There is no documentation, because the '-d' option flags are primarily intended for debugging QEMU itself (though they can be used to give insight into what a guest binary is doing). They log things that seem useful and things that are easy to log, and interpreting them requires some understanding both of the details of the guest architecture and of the internal implementation of QEMU itself.

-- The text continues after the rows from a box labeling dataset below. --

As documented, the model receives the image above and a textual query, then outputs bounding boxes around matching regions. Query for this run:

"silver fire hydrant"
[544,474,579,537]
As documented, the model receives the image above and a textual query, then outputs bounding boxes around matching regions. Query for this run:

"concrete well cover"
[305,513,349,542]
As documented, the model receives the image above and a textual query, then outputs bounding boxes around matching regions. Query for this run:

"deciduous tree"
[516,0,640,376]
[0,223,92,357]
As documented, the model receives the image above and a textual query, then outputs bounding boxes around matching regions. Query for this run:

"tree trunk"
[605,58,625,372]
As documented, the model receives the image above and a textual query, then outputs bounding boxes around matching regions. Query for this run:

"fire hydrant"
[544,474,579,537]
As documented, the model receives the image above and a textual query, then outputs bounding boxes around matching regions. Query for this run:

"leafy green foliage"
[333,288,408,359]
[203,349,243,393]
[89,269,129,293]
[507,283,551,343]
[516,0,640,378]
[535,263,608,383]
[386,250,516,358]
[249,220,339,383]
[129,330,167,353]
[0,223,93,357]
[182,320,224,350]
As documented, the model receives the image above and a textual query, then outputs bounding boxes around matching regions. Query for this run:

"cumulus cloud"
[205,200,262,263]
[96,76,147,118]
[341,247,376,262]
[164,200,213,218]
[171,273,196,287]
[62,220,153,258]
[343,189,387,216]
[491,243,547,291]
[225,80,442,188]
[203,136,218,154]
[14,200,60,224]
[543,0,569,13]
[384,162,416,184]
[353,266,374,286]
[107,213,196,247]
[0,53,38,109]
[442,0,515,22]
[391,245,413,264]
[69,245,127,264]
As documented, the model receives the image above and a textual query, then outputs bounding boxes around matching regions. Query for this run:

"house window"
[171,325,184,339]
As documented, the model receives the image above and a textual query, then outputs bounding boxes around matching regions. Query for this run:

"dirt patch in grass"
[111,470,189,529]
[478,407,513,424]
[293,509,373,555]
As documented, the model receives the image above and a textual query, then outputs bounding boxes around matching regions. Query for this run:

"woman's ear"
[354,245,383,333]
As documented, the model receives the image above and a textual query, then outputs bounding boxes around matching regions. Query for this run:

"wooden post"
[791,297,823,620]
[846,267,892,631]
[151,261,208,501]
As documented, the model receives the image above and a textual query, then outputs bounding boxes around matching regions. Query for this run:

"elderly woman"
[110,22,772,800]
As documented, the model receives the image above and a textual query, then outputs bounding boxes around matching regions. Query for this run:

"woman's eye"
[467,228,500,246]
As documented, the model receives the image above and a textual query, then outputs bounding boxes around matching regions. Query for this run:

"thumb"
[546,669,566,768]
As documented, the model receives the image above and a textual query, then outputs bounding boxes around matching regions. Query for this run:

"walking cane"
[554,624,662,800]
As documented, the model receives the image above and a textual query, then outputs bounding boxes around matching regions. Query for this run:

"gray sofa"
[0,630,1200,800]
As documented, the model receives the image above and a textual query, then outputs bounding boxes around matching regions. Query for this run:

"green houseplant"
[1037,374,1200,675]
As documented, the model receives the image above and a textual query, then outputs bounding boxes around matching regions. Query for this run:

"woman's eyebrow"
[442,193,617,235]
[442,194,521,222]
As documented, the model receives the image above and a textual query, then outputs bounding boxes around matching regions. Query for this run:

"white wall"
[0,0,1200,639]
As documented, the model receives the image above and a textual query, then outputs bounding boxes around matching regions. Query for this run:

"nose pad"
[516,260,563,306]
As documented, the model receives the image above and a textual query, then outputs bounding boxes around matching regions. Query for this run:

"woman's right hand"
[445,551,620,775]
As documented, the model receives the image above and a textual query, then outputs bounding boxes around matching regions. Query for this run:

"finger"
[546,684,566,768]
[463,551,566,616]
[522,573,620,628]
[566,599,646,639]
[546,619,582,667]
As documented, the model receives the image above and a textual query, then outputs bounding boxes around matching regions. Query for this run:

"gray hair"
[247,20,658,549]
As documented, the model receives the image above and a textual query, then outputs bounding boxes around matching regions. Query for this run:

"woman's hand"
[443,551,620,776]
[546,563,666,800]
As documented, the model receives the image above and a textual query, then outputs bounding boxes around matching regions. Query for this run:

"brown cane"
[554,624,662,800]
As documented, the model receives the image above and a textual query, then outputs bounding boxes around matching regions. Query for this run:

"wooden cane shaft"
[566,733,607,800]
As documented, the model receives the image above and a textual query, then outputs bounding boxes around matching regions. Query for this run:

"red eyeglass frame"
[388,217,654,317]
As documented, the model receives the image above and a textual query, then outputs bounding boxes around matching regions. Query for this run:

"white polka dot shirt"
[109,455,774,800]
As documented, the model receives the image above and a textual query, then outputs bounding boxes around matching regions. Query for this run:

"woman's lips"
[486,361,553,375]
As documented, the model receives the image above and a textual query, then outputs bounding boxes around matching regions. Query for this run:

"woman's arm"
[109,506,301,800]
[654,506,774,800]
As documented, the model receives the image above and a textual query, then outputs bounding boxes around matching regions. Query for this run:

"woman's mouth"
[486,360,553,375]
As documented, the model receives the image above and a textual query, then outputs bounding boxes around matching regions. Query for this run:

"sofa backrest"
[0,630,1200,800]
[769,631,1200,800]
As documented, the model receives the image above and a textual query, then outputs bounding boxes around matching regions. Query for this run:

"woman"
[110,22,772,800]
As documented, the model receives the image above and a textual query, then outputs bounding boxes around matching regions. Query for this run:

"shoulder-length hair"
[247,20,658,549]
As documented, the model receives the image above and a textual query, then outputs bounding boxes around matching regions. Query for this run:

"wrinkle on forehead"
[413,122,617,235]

In this case mostly what you have is a guest register dump, probably either before or after the exception has been taken. You'd need to poke around in the QEMU sources for further information. The meaning of most of the fields should be clear if you know the x86 architecture.

1

Building up on @Peter Maydell's answer and looking at qemu's code, in

     0: v=03 e=0000 i=1 cpl=0 IP=0008:ffff80000020904e pc=ffff80000020904e SP=0000:ffff800000206ff0 env->regs[R_EAX]=ffff800000209440

0: is the count of interrupts so far
v is the interrupt vector
e is the associated error code
i is set to 1 if the exception comes from the hardware or an INT instruction, see OSDev Gate Types
cpl is the current privilege level, 0 = kernel mode
IP and PC are the instruction pointer and program counter, i.e. address of the current instruction
SP is the stack pointer

In your example,

     1: v=0e e=0000 i=0 cpl=0 IP=0008:ffff80000020904e pc=ffff80000020904e SP=0000:ffff800000206ff0 CR2=0000000000201008

corresponds to a page fault exception occurring at 0xffff80000020904e. CR2 holds the faulty address. And the error code indicates that the page is not present (e&1), not writable (e&2) and not user-accessible (e&4).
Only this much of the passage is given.